La Sacra Scrittura ci offre le coordinate essenziali per delineare un’antropologia dell’essere umano nella sua relazione con Dio, nella complessità dei rapporti tra uomo e donna, e nel nesso con il tempo e lo spazio in cui vive. L’umanesimo di matrice biblica, in dialogo fecondo con i valori del pensiero classico greco e latino, ha dato vita a una visione alta riguardo all’essere umano, alla sua origine e al suo destino ultimo, al suo modo di vivere su questa terra. Questa fusione tra la sapienza antica e quella biblica rimane un paradigma ancora fecondo.
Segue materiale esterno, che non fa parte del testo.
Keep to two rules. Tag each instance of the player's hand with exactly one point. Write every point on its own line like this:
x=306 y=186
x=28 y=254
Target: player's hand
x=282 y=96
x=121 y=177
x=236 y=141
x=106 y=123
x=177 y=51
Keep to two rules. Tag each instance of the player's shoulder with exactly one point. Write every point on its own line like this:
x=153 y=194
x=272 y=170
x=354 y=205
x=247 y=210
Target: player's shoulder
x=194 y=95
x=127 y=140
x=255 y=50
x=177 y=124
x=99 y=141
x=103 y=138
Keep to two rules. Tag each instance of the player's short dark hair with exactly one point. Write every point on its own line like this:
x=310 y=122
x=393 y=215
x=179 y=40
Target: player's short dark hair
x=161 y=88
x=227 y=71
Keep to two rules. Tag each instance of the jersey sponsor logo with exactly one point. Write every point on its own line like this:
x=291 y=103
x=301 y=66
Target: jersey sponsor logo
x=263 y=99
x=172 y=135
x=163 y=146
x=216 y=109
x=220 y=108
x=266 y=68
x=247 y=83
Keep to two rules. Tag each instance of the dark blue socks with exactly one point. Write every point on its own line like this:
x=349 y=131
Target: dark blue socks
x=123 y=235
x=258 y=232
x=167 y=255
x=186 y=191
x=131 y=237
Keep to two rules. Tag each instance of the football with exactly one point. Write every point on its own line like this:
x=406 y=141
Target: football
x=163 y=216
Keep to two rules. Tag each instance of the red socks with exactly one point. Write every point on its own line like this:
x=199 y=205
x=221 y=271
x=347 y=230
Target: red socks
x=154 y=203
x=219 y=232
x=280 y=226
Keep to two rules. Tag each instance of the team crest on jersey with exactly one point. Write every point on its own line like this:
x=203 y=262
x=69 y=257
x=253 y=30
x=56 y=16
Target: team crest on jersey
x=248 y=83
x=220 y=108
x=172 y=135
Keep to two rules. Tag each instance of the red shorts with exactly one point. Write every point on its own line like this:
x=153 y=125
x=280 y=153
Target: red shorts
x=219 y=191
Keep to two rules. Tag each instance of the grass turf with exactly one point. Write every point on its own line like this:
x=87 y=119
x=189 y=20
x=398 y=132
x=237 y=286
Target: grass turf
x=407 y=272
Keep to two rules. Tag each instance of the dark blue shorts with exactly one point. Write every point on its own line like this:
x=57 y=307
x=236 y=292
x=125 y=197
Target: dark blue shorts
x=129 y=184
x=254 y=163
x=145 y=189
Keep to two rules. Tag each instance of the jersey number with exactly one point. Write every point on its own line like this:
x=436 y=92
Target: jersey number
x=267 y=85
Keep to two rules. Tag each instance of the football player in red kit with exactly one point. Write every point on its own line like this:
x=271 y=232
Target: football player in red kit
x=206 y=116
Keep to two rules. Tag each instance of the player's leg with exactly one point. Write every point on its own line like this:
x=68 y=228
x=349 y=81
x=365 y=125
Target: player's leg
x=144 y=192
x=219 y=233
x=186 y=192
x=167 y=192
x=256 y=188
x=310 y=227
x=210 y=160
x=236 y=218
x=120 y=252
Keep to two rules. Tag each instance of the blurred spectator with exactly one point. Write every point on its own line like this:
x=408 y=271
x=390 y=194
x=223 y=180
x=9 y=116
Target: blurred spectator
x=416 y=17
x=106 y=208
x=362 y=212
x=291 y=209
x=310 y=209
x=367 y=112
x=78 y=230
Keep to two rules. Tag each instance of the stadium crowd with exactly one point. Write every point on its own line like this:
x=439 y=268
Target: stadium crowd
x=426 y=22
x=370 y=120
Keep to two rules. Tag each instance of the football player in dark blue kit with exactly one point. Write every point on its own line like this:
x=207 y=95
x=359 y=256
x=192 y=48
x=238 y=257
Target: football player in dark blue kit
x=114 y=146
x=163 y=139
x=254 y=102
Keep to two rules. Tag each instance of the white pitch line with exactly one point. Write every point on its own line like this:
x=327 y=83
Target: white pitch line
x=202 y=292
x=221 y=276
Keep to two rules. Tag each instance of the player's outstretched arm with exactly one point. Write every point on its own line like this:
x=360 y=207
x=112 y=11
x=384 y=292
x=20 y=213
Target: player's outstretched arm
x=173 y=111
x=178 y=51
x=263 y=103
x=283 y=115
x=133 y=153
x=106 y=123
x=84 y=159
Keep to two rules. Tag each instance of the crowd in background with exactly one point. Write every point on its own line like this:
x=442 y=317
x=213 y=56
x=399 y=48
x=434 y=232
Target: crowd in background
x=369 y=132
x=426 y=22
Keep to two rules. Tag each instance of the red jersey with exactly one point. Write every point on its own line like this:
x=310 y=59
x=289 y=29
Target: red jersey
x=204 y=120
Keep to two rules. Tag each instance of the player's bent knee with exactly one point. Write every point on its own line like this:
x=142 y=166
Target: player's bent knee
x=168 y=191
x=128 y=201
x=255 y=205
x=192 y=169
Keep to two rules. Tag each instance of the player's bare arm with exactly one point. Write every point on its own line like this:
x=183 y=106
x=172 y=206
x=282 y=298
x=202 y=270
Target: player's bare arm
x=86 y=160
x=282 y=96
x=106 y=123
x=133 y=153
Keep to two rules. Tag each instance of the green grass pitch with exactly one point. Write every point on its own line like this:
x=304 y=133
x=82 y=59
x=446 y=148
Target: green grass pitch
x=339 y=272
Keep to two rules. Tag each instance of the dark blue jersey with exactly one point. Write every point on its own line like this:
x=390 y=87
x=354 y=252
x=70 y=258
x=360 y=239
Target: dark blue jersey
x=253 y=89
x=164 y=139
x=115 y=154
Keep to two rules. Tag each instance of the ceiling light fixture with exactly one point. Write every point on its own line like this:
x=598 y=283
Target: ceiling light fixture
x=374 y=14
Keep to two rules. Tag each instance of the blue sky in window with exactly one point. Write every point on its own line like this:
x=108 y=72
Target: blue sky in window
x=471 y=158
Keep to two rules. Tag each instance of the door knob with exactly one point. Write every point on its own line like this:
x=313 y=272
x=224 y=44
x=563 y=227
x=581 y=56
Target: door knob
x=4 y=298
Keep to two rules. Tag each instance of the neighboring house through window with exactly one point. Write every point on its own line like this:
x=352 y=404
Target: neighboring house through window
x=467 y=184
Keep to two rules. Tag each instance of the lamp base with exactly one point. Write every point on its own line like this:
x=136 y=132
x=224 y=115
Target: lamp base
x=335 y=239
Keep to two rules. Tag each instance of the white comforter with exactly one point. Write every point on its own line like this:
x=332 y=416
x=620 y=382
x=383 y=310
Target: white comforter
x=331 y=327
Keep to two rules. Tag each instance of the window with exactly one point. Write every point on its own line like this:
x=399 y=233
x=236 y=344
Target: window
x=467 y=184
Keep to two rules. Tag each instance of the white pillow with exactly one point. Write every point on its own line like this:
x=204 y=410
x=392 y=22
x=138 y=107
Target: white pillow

Tuttavia, l’umanesimo biblico e classico oggi deve aprirsi sapientemente per accogliere, in una nuova sintesi creativa, anche i contributi della tradizione umanistica contemporanea e di quella di altre culture. Penso, ad esempio, alla visione olistica delle culture asiatiche, per una ricerca dell’armonia interiore e con il creato. Oppure alla solidarietà propria delle culture africane, per superare l’eccessivo individualismo tipico della cultura occidentale. Importante è anche l’antropologia dei popoli latinoamericani, con il senso vivo della famiglia e della festa. Come pure le culture dei popoli indigeni in tutto il pianeta. Vi sono, in queste diverse culture, forme di un umanesimo che, integrato in quello europeo ereditato dalla civiltà greco-romana e trasformato dalla visione cristiana, diventa oggi il miglior strumento per far fronte alle inquietanti domande sul futuro dell’umanità. Infatti, «se l’essere umano non riscopre il suo vero posto, non comprende in maniera adeguata sé stesso e finisce per contraddire la propria realtà» (Enc. Laudato si’, 115).
Cari Membri e Consultori, cari partecipanti tutti all’Assemblea Plenaria del Pontificio Consiglio della Cultura, vi confermo il mio sostegno: oggi più che mai il mondo ha bisogno di ritrovare il senso e il valore dell’umano in relazione alle sfide che si devono affrontare. Oggi ci vuol ripetere quei versi di un pagano: “Sunt lacrimae rerum et mentem mortalia tangunt”.
Vi benedico di cuore, e vi chiedo di continuare a pregare per me. Grazie tante!